白石さんのこと

 去年の暮れにぼくのスタジオで、我が工作教室の生徒である白石和良さんが、突然の脳溢血に倒れたことは、2/5日付けの当欄でお知らせした。倒れてから約10ヶ月、病院二箇所での入院及びリハビリー生活を経て、先月から彼は自宅に戻っている。
 教室での課題作をつくっている最中に倒れ、即病院に運ばれたため、そのときぼくのスタジオには彼の道具や、材料や、仕掛品が大量に残されていた。それらの品物を10ヶ月ぶりに当人に返却するために、先日北品川の白石邸へお伺いした。

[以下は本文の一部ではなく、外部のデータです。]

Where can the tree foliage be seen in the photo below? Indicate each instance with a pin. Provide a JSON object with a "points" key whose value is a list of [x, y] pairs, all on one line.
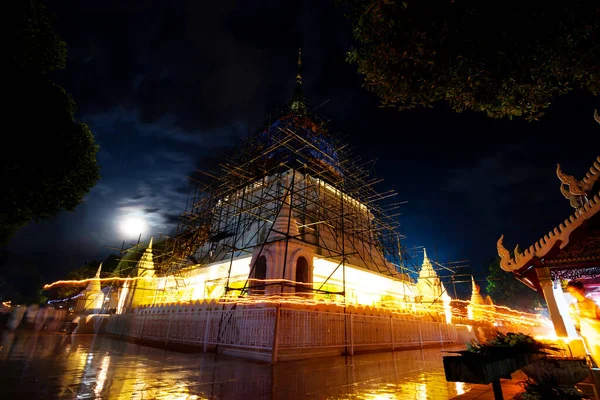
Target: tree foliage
{"points": [[504, 59], [49, 163], [506, 290]]}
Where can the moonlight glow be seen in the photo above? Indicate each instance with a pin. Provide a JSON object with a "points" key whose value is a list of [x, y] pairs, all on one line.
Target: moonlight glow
{"points": [[131, 226]]}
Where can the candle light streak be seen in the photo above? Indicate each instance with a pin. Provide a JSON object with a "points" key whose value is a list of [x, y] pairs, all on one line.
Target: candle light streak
{"points": [[499, 316]]}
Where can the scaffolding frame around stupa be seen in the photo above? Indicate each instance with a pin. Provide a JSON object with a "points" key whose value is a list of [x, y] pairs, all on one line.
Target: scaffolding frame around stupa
{"points": [[238, 200]]}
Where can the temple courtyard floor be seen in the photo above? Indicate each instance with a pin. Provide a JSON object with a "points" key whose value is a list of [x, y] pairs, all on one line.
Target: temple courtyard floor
{"points": [[50, 366]]}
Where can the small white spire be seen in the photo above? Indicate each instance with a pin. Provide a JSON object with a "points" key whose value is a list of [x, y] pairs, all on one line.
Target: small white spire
{"points": [[98, 272]]}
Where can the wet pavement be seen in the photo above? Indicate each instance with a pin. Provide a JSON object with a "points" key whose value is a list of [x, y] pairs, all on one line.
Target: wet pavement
{"points": [[51, 366]]}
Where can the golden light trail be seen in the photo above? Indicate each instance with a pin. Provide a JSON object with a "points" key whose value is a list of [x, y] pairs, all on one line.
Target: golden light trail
{"points": [[496, 314], [83, 281]]}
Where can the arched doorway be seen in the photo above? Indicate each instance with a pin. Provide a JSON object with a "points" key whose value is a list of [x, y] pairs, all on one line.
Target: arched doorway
{"points": [[260, 272], [302, 275]]}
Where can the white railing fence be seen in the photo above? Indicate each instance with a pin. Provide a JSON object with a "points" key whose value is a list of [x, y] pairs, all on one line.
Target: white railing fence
{"points": [[279, 329]]}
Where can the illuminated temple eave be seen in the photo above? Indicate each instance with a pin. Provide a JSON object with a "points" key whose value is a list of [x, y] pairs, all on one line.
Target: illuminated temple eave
{"points": [[555, 240]]}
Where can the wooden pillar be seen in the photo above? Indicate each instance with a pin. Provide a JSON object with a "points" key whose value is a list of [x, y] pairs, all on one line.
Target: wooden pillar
{"points": [[207, 330], [275, 346], [543, 274]]}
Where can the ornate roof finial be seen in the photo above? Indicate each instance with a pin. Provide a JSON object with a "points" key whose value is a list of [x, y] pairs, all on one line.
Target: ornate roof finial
{"points": [[299, 77], [475, 287], [298, 104]]}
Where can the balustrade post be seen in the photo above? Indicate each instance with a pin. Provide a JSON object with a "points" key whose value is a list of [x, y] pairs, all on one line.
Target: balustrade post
{"points": [[351, 334], [208, 319], [169, 327], [392, 330], [275, 347], [143, 324]]}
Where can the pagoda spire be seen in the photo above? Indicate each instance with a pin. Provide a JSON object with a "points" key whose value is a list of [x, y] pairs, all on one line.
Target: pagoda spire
{"points": [[298, 103]]}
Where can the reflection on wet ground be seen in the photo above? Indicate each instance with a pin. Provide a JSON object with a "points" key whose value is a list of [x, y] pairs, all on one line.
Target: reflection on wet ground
{"points": [[49, 366]]}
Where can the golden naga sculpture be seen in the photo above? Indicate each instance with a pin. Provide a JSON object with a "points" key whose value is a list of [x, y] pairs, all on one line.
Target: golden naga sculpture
{"points": [[506, 261], [578, 191]]}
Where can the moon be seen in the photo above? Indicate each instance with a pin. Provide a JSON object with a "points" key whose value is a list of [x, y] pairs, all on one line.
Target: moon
{"points": [[132, 226]]}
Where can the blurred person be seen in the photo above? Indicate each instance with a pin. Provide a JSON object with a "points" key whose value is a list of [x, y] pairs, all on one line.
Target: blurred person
{"points": [[586, 315]]}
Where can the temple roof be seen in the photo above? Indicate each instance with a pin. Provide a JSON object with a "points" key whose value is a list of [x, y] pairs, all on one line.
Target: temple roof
{"points": [[573, 243]]}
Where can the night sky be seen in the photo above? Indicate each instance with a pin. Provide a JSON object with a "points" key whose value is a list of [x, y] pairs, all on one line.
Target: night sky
{"points": [[164, 85]]}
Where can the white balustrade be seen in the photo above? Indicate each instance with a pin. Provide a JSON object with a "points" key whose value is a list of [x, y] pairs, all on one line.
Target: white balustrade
{"points": [[254, 328]]}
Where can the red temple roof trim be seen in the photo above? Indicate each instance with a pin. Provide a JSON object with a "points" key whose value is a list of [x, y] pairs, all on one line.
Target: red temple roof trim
{"points": [[558, 237]]}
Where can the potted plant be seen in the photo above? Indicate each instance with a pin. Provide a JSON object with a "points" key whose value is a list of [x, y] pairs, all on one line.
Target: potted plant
{"points": [[497, 358]]}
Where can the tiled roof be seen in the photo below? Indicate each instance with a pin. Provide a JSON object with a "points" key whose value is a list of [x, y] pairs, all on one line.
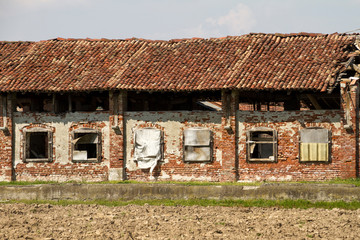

 当初は半身不随で身を起こすことさえかなわず、ただベッドに横たわっているだけ。完全介護が必要な状況だった。しかしその後の回復ぶりには目を見張るものがあり、われわれが白石邸の裏門に到着し、門の外からチャイムを鳴らすと、なんと彼はひとりで屋敷の玄関を開け、外に出て来て、杖をつきながら壁伝いに門の真裏まで歩き、当人が鍵を開けてくれて、われわれを門の中へと迎え入れてくれたのである。
 信じられな~い!
 真面目に毎日リハビリーに励んだことによる成果だと思うが、大変な努力があってのことだろう。まだ車椅子の生活ながらひとりでトイレに行き、ひとりで食べ、スマホやタブレットを操り、かんたんなプラモデルを作る!など、ときどきヘルパーさんが来てはくれるが、それ以外はたったひとりで生活をしている。
 来年2月、交通会館での生徒展の折には車椅子に乗ってでも出かけたいとおっしゃるほど、凄まじい回復ぶりである。
 みなさんにくれぐれもよろしくとのことでした。